1. Lab1 task: As of today, cardiovascular diseases stand as one of the primary causes of mortality globally. Your task involves processing a collected dataset comprising risk factors for cardiovascular diseases, followed by the development of a binary classification algorithm to determine whether an individual has the condition. Use SVM & Decision tree.

2. Lab2 task: Email spam not only wastes users' time but also poses additional threats, such as phishing, extortion through false information, distribution of viral and trojan programs, etc. Your task is to develop a classifier that can distinguish spam emails based on message data analysis. The dataset includes emails labeled as either containing or not containing spam. Use Logistic regression & neural network with LSTM layer.

3. Lab3 The dataset contains data on sales of 5 different products and air temperature on those days. The frequency of observations for different products does not coincide. Choose one time serie, create forecasting model, including statistics models & LSTM model.
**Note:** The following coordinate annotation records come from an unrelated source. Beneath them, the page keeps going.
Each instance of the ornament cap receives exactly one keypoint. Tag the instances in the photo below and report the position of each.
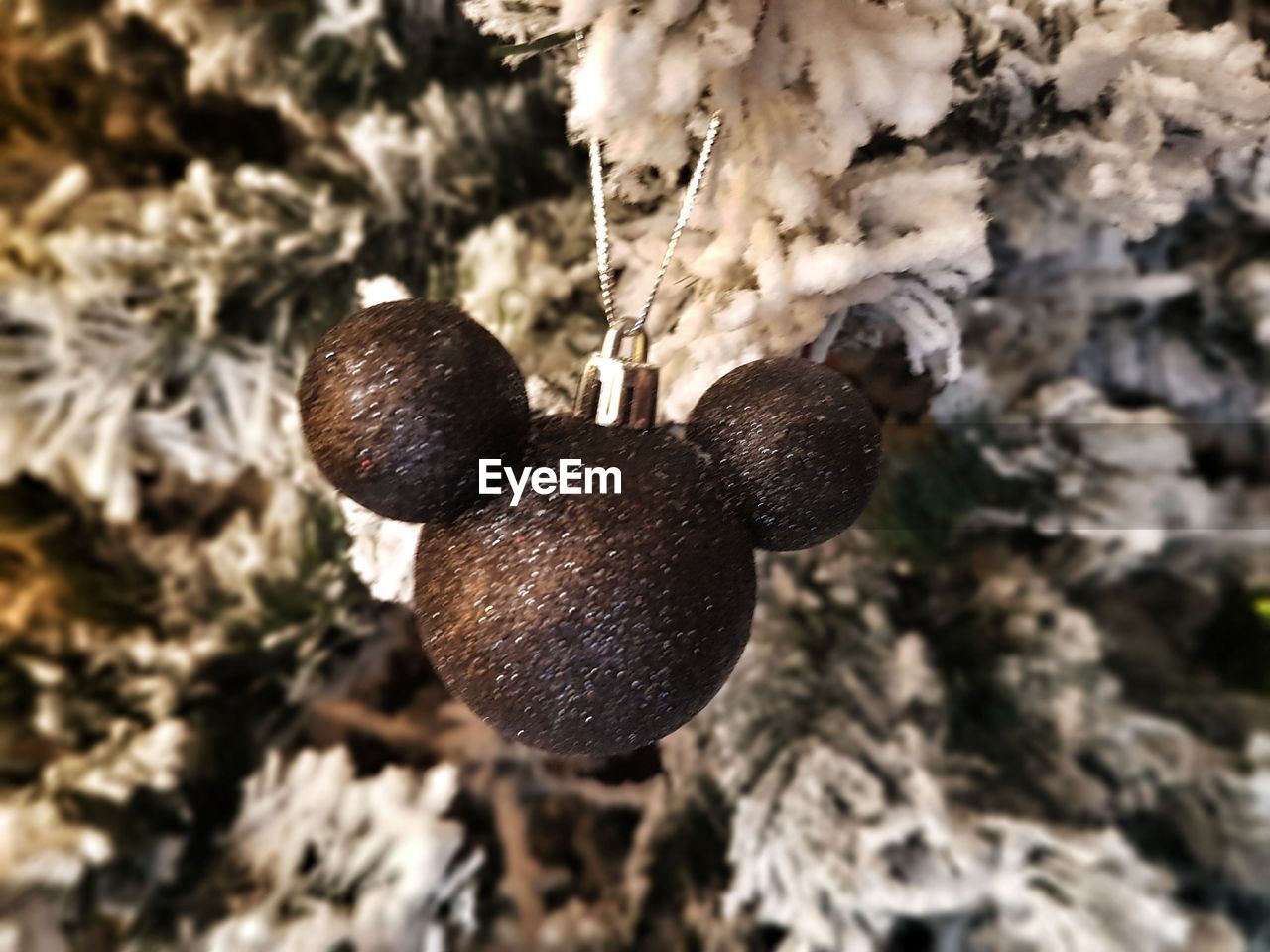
(615, 390)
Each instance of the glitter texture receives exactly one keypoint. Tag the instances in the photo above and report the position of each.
(590, 624)
(797, 445)
(399, 402)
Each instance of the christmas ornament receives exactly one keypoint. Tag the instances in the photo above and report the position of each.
(593, 624)
(402, 400)
(590, 624)
(797, 444)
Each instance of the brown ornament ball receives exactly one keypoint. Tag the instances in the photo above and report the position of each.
(398, 404)
(797, 444)
(589, 624)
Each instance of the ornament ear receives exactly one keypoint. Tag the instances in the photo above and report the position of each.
(400, 402)
(797, 445)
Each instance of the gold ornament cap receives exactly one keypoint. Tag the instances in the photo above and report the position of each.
(615, 390)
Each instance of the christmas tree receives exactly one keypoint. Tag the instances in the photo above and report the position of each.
(1023, 705)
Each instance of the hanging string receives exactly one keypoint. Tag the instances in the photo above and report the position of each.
(601, 214)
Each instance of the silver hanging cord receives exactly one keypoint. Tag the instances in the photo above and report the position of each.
(597, 198)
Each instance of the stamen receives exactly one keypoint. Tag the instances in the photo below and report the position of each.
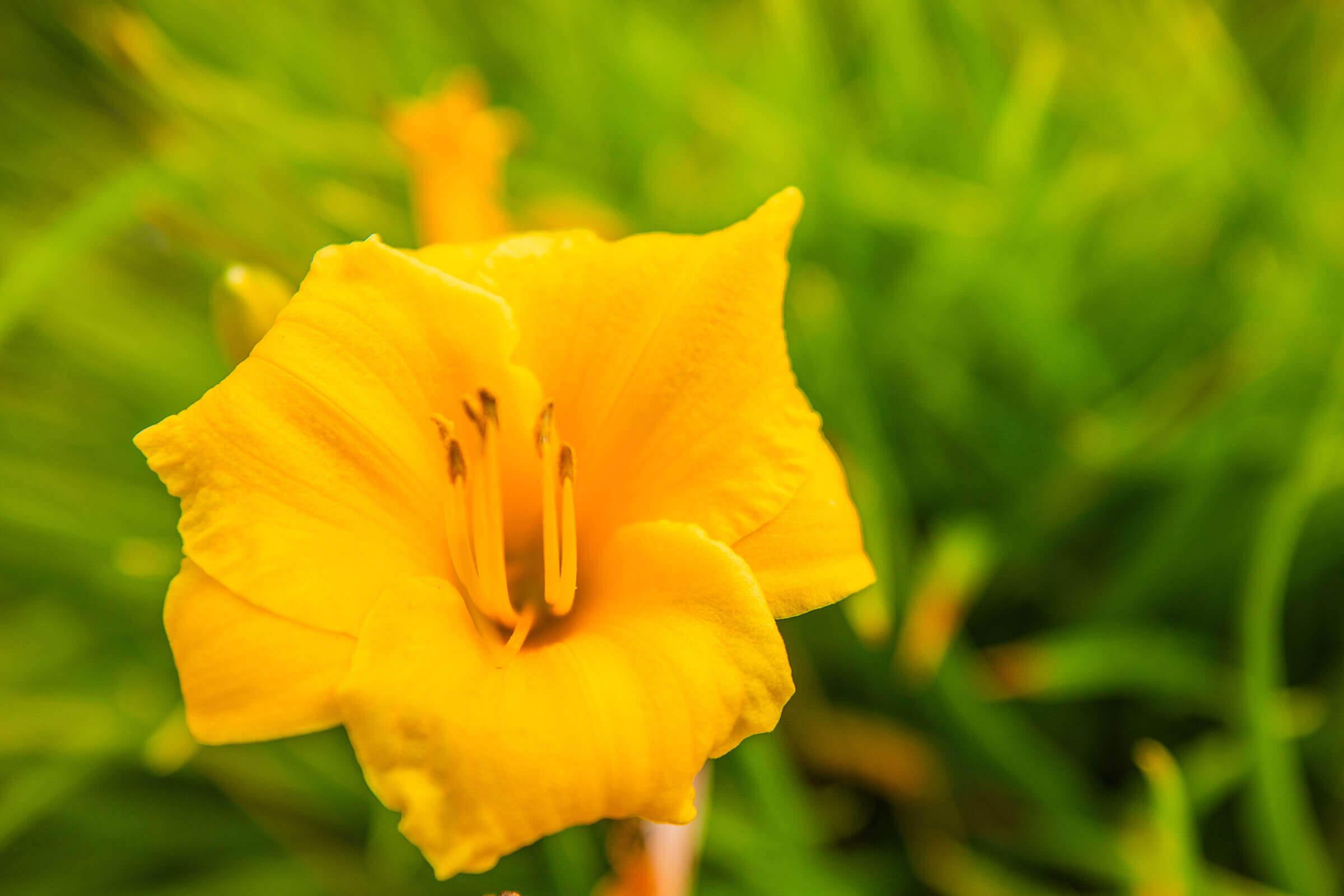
(550, 508)
(476, 527)
(487, 515)
(569, 535)
(525, 627)
(459, 546)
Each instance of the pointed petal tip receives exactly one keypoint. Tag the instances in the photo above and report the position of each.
(777, 217)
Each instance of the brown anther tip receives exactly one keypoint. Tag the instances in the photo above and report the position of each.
(543, 428)
(474, 416)
(488, 406)
(445, 428)
(456, 463)
(566, 463)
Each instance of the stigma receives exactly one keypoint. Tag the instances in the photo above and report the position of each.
(476, 526)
4. Lab3_5 Get dataset of Power Consumption. Choose one zone and create forecasting model to predict future power Consumption. Use bouth statistics models and deep learning methods.

5. USDpredict Task: Predicting the future exchange rate of the Belarusian ruble against the dollar. There were 13 models created including statistics models & Deep Learning models. Model fitting present in .ipynb file. To train you're own model train.py was created. To test is predict.py model was created. The last one will use model from train.py and National Bank of the Republic of Belarus data to predict future USD cost. predict.py use Flask as GUI.